A man who kept chickens in appalling and filthy conditions in the back of a trailer has been ordered to do 80 hours unpaid work.

Bradford Magistrates' Court was told today the 12 chickens and 14 bantams belonging to Paul Pratt were cooped up in the back of a dirty trailer without food, water or sunlight.

The birds were suffering from foot rot and were infested with fleas and other parasites, the court heard.

Nigel Monaghan, prosecuting for the RSPCA, said that one bird had died and two others had to be put down because they were so ill.

A vet who treated the surviving birds gave them a body condition score of one out of five - with zero being the most unhealthy.

Mr Monaghan said Inspector Carol Neale was called to the allotment site at the junction of New Lane and Dick Lane, Laisterdyke, by an animal health inspector in November last year.

Once she got inside the trailer and saw the birds were thin and had been left without nourishment. They would have also have been in severe discomfort because of the parasitic infestation.

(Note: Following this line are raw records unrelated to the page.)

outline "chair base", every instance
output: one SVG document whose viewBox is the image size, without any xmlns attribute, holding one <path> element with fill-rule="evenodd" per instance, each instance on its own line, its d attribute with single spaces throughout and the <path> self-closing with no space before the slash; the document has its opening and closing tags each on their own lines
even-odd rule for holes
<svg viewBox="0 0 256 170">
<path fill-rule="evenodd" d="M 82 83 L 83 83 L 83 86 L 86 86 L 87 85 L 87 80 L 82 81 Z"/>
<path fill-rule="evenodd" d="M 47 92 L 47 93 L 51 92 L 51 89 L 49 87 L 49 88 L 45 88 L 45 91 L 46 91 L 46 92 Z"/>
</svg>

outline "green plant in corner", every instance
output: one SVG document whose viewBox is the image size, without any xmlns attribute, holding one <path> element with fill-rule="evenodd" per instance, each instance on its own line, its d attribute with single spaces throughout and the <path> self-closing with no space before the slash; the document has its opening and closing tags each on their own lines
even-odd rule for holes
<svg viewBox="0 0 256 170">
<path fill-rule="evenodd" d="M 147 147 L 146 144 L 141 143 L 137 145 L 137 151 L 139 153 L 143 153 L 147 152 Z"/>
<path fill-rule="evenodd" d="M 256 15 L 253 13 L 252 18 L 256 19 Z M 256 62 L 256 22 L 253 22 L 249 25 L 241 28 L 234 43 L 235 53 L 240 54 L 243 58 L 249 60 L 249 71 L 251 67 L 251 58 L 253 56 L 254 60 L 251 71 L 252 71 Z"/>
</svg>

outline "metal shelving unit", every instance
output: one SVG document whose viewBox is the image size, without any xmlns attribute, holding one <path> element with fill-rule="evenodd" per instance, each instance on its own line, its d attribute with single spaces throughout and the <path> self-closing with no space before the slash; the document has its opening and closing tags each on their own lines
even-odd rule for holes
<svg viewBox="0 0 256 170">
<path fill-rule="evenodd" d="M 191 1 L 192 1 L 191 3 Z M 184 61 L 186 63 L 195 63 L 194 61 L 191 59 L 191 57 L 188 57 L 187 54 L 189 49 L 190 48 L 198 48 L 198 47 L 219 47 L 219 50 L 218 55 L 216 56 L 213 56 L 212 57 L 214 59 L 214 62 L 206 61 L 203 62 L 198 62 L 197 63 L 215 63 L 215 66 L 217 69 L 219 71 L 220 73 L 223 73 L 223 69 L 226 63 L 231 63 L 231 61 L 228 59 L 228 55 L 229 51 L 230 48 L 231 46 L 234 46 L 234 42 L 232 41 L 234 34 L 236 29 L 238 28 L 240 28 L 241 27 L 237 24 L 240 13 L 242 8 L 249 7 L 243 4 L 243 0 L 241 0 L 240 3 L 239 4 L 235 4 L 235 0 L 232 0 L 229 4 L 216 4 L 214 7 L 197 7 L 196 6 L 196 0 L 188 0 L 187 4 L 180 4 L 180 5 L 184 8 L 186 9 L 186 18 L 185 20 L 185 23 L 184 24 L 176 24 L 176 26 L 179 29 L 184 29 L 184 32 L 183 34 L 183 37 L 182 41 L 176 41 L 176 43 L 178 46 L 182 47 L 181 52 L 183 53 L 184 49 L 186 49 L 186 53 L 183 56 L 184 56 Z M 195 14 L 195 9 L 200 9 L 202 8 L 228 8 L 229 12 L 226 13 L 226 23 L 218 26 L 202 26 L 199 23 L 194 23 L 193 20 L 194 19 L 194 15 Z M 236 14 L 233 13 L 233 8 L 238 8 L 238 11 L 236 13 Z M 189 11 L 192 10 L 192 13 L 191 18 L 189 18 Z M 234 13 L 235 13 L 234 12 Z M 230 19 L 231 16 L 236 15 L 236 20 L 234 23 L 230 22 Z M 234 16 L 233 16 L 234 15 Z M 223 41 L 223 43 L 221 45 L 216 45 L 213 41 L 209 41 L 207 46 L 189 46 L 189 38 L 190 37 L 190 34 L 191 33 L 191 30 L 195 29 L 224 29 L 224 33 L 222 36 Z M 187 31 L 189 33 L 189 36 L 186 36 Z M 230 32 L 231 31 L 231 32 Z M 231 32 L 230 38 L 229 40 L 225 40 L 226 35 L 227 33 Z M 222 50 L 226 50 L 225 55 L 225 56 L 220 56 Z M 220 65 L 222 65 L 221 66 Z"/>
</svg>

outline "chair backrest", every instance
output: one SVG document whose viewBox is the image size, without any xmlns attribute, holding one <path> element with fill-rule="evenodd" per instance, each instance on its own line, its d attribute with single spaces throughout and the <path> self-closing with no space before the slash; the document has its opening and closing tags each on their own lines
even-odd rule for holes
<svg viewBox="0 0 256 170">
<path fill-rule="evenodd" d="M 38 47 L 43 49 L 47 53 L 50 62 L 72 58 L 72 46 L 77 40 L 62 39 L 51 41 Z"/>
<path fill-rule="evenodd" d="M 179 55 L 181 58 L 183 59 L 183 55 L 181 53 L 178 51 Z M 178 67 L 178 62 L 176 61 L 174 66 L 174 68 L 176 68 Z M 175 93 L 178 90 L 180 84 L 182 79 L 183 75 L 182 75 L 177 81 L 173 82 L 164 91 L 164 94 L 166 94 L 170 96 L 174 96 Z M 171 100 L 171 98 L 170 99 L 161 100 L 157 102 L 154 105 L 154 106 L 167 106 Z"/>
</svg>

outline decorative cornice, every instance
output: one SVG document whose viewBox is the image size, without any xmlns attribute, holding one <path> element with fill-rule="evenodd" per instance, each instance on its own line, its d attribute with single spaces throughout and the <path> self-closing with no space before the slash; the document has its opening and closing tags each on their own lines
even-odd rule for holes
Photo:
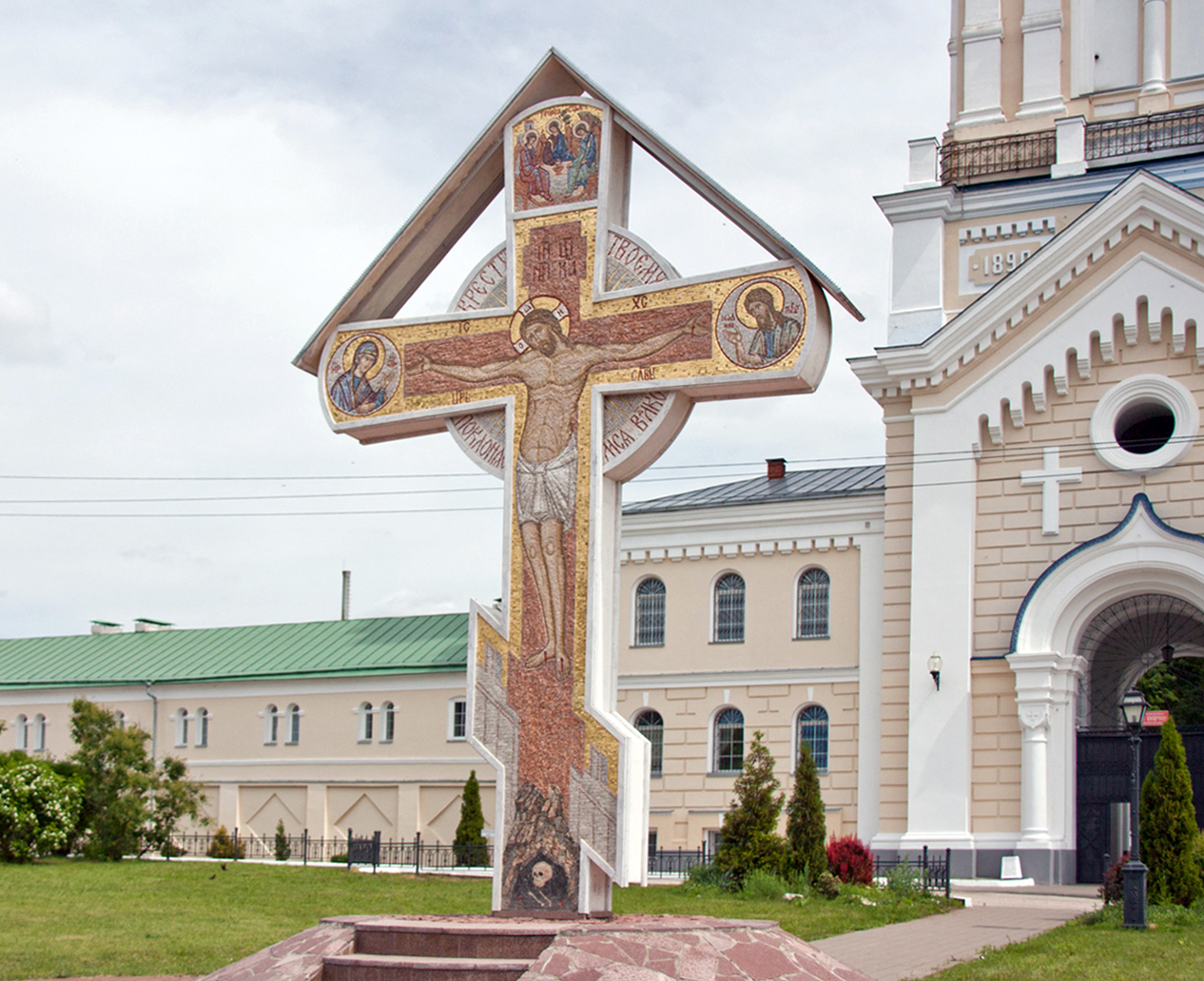
<svg viewBox="0 0 1204 981">
<path fill-rule="evenodd" d="M 781 670 L 657 672 L 620 674 L 620 691 L 641 689 L 733 689 L 745 685 L 846 684 L 858 679 L 856 664 L 848 668 L 790 668 Z"/>
<path fill-rule="evenodd" d="M 942 385 L 996 341 L 1028 323 L 1034 313 L 1139 230 L 1161 235 L 1168 244 L 1204 260 L 1200 249 L 1204 201 L 1147 171 L 1138 171 L 927 341 L 878 348 L 872 356 L 850 359 L 849 365 L 862 385 L 879 400 Z M 1158 329 L 1158 325 L 1151 326 Z M 1176 330 L 1182 330 L 1182 318 L 1176 320 Z M 1076 349 L 1080 377 L 1090 377 L 1090 341 L 1084 337 Z M 1100 341 L 1103 357 L 1109 361 L 1112 338 L 1102 333 Z M 1204 335 L 1197 342 L 1197 350 L 1204 355 Z M 1034 376 L 1044 367 L 1035 366 Z M 1064 370 L 1058 365 L 1054 368 L 1055 376 L 1063 376 L 1057 383 L 1061 392 Z M 1033 389 L 1043 391 L 1044 388 L 1044 378 L 1039 377 Z M 1022 395 L 1016 392 L 1015 404 L 1022 404 Z"/>
</svg>

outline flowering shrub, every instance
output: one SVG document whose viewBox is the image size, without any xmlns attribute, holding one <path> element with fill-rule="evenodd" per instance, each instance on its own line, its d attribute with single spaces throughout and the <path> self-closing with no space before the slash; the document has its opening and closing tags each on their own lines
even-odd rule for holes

When Pratt was interviewed, he told officers that he would go up to the allotment every day to look after them.

At a previous hearing Pratt, 22, of Portsmouth Avenue, Wapping, pleaded guilty to a charge of animal cruelty and he conceded that the animals had been left in a disgusting condition.

As well as the unpaid work the magistrates banned Pratt from ever owing birds, poultry and game for the rest of his life and ordered him to pay £1,400 in prosecution costs.